Frankenstein’s monster is one of the most ubiquitous characters in popular culture, appearing everywhere from movies and novels to children’s toys and cereal boxes. Though the image we have of the lumbering creature today—greenish skin, square head, beetling brow, ropy scars and neck bolts—has been largely formed by Boris Karloff’s stunning portrayal in the Universal horror films of the 1930s, in the beginning, the monster was literally dreamed into existence under rather eerie circumstances by an eighteen-year-old girl.

Summer in Switzerland

It was May 14, 1816. Romantic poet Percy Bysshe Shelley and his “wife” Mary (the couple only married later that year, though Mary already used his last name) had been invited by friend and fellow poet Lord Byron to visit him at a rented chateau, Villa Deodati, on Lake Geneva in Switzerland. Also joining the festivities were Mary’s stepsister Claire Clairemont—who was pregnant with Byron’s child and was trying to get back into his good graces—and Byron’s personal physician John Polidori.

The gathering apparently started out quite idyllic—the friends spent long hours writing, discussing weighty ideas, and boating in the lake. But a short time after the group arrived, the weather took a bizarre turn, and it seemed the streaks of lightning and the torrents of rain would never cease. Mary and the others were confined to the house for many days.

Ghost Stories

More reading and discussion ensued. Particular topics of conversation included the early evolution theories of Erasmus Darwin, as well as the new science of galvanism. Also contributing to the entertainment of the group was a book of German ghost stories called Fantasmagoria, which the friends took turns reading aloud.

The combination of the macabre tales and the isolating weather seemed to have strange effects on everyone present; Percy Shelley, at one point, succumbed to visions that sent him screaming from the room. Later, Shelley claimed that Byron’s reading of the Samuel Taylor Coleridge poem “Cristabel” had brought to mind the image of a woman with eyes instead of nipples, which horrified him.

Setting to Work

Some time after this incident, the group decided that they would each try to write their own ghost story. Most set to work immediately and produced tales of varying quality. Byron wrote a story fragment titled “The Burial,” which was later published as a postscript to his narrative poem Mazeppa. Shelley wrote a tale called “The Assassins,” which apparently never saw the light of day (though his poem Mont Blanc, written around the same time, was published later that year). Dr. Polidori wrote “The Vampyre,” later expanded to novel length, which was the first vampire story published in English and which some speculate might have been an inspiration for Bram Stoker’s Dracula, written 78 years later.

The Monster Is Born

Mary Shelley, however, couldn’t think of an idea for a story, and had to respond with a frustrated “No” when asked by the others if she had begun work on it.
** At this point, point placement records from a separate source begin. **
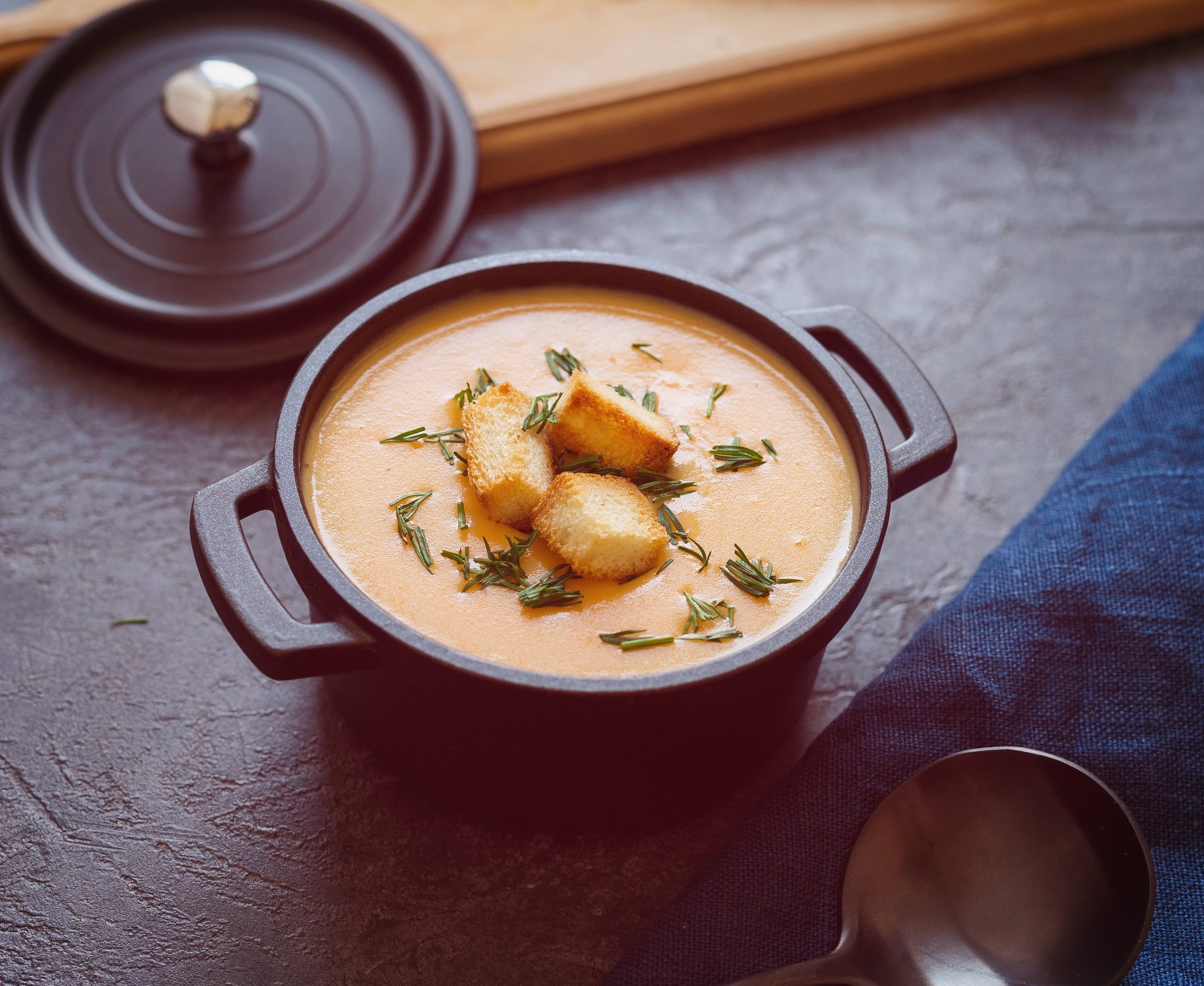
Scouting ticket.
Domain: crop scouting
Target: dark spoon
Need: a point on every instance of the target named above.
(996, 867)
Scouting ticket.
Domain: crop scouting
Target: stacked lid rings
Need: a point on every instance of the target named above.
(208, 187)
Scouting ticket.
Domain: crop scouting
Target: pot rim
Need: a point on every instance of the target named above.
(352, 335)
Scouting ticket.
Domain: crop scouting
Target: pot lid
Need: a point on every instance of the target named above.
(215, 186)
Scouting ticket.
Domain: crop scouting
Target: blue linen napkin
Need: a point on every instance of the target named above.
(1083, 635)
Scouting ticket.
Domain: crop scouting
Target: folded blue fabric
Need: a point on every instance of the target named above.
(1082, 635)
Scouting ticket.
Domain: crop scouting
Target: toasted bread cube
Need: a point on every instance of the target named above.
(508, 468)
(601, 525)
(593, 420)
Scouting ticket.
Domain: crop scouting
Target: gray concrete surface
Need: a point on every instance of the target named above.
(169, 817)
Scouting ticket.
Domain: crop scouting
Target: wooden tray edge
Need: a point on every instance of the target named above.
(525, 152)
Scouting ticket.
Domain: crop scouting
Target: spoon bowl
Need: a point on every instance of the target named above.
(992, 867)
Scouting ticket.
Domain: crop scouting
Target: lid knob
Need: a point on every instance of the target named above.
(211, 103)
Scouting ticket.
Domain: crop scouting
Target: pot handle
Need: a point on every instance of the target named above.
(929, 438)
(280, 646)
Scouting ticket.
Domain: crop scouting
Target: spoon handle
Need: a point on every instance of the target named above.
(834, 970)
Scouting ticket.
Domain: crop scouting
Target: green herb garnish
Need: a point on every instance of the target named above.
(717, 392)
(700, 612)
(661, 487)
(625, 640)
(636, 643)
(727, 634)
(413, 435)
(470, 393)
(590, 464)
(406, 506)
(698, 552)
(619, 637)
(680, 538)
(454, 435)
(755, 578)
(736, 457)
(563, 364)
(551, 589)
(499, 567)
(543, 412)
(671, 523)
But then, one night, she had a terrible nightmare. She woke violently amid the sounds of the storm howling outside. The dream had been so vivid that she had a difficult time believing it hadn’t been real. Since she was too shaken to sleep, she began writing down her dream, in which “a pale student of the unhallowed arts” used bits of corpses to create a man. “By the glimmer of the half-extinguished light,” she wrote, “I saw the dull yellow eye of the creature open; it breathed hard, and a convulsive motion agitated its limbs.”

Mary’s terrifying dream was described verbatim in the story she presented to the others. Though the first draft was only about 100 pages long, Percy loved the story and encouraged Mary to flesh it out. She did, and two years after the strange events at Lake Geneva, the story was published as Frankenstein, or the Modern Prometheus, thus introducing one of literature’s most frightening figures to the world at large.